Le lendemain à 20 h, je suis ressortie. Tous les voisins étaient là, comme d'habitude.
Et puis il y a le vendredi. Ce jour-là, c'est à 18 h que Françoise sort son biniou et répond à l'appel des sonneurs. "Fransou Menez" a retenti la première fois en soutien aux personnels soignants et aux malades.

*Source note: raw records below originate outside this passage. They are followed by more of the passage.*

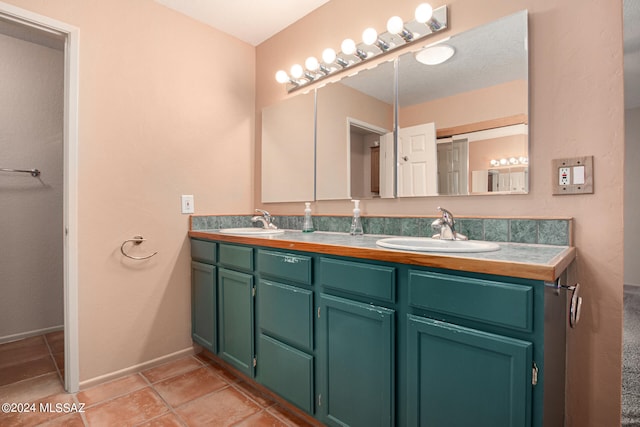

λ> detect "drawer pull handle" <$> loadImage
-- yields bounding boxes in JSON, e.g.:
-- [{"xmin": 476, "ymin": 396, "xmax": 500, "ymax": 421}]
[{"xmin": 282, "ymin": 256, "xmax": 301, "ymax": 264}]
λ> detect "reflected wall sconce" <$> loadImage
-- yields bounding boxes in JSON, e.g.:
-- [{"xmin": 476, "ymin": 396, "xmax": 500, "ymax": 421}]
[
  {"xmin": 490, "ymin": 157, "xmax": 529, "ymax": 167},
  {"xmin": 275, "ymin": 2, "xmax": 448, "ymax": 92}
]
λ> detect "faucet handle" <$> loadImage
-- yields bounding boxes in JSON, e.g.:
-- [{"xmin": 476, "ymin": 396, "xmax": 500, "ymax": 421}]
[
  {"xmin": 255, "ymin": 209, "xmax": 271, "ymax": 219},
  {"xmin": 437, "ymin": 206, "xmax": 454, "ymax": 222}
]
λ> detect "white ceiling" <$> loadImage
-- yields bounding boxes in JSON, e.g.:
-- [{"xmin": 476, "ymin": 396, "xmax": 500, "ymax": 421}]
[{"xmin": 153, "ymin": 0, "xmax": 330, "ymax": 46}]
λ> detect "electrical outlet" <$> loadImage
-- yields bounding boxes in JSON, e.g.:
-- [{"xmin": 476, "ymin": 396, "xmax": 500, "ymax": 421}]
[
  {"xmin": 552, "ymin": 156, "xmax": 594, "ymax": 195},
  {"xmin": 181, "ymin": 195, "xmax": 194, "ymax": 214},
  {"xmin": 559, "ymin": 167, "xmax": 570, "ymax": 185}
]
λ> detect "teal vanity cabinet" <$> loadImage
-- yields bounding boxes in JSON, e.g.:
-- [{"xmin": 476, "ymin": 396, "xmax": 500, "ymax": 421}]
[
  {"xmin": 189, "ymin": 233, "xmax": 570, "ymax": 427},
  {"xmin": 217, "ymin": 243, "xmax": 255, "ymax": 377},
  {"xmin": 317, "ymin": 257, "xmax": 396, "ymax": 427},
  {"xmin": 190, "ymin": 239, "xmax": 217, "ymax": 353},
  {"xmin": 255, "ymin": 249, "xmax": 315, "ymax": 413},
  {"xmin": 404, "ymin": 270, "xmax": 565, "ymax": 427}
]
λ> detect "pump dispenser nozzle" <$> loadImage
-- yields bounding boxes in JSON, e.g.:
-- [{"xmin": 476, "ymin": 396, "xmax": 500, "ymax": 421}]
[
  {"xmin": 302, "ymin": 202, "xmax": 314, "ymax": 232},
  {"xmin": 350, "ymin": 200, "xmax": 363, "ymax": 235}
]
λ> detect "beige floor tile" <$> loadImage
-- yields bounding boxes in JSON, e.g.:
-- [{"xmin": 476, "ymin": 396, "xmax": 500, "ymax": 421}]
[
  {"xmin": 141, "ymin": 357, "xmax": 203, "ymax": 383},
  {"xmin": 38, "ymin": 412, "xmax": 85, "ymax": 426},
  {"xmin": 136, "ymin": 412, "xmax": 186, "ymax": 427},
  {"xmin": 0, "ymin": 356, "xmax": 57, "ymax": 387},
  {"xmin": 45, "ymin": 331, "xmax": 65, "ymax": 354},
  {"xmin": 267, "ymin": 405, "xmax": 321, "ymax": 427},
  {"xmin": 0, "ymin": 392, "xmax": 75, "ymax": 426},
  {"xmin": 0, "ymin": 337, "xmax": 50, "ymax": 369},
  {"xmin": 232, "ymin": 410, "xmax": 291, "ymax": 427},
  {"xmin": 175, "ymin": 386, "xmax": 261, "ymax": 426},
  {"xmin": 232, "ymin": 380, "xmax": 276, "ymax": 408},
  {"xmin": 0, "ymin": 372, "xmax": 64, "ymax": 403},
  {"xmin": 153, "ymin": 367, "xmax": 228, "ymax": 408},
  {"xmin": 84, "ymin": 387, "xmax": 169, "ymax": 426},
  {"xmin": 77, "ymin": 373, "xmax": 148, "ymax": 407}
]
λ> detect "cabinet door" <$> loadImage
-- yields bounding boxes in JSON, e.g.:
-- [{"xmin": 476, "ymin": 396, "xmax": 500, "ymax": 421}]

Depuis, la musicienne varie les plaisirs. Vendredi dernier, elle a joué une gavotte des montagnes, pour y associer un hommage à la chanteuse de kan ha diskan Louise Ebrel. Ce soir-là, Thérèse, la doyenne du quartier est sortie sur le pas de sa porte pour l'écouter.
"Ça va Thérèse ?"
Thérèse aura 90 ans cette année.
Le matin, vers 8h, je la vois chercher son journal dans la boîte aux lettres. Dans l'après-midi, elle fait une courte marche dans l'impasse. Ses enfants lui apportent ses courses une fois par semaine.
D'habitude, on va frapper à sa porte, elle donne du chocolat aux bambins. Maintenant, on ne peut plus lui rendre visite. Alors on lui crie quelques mots, "ça va Thérèse ?" à distance autorisée.
Ici, tout le monde espère que le confinement sera terminé pour la fin juin, date à laquelle aura lieu la traditionnelle fête du quartier.
D'ici là, on se serre les coudes et on s'accroche. "Faut pas relâcher" rappelle Nelly l'infirmière. Quand on est si bien entourés, forcément, c'est plus facile.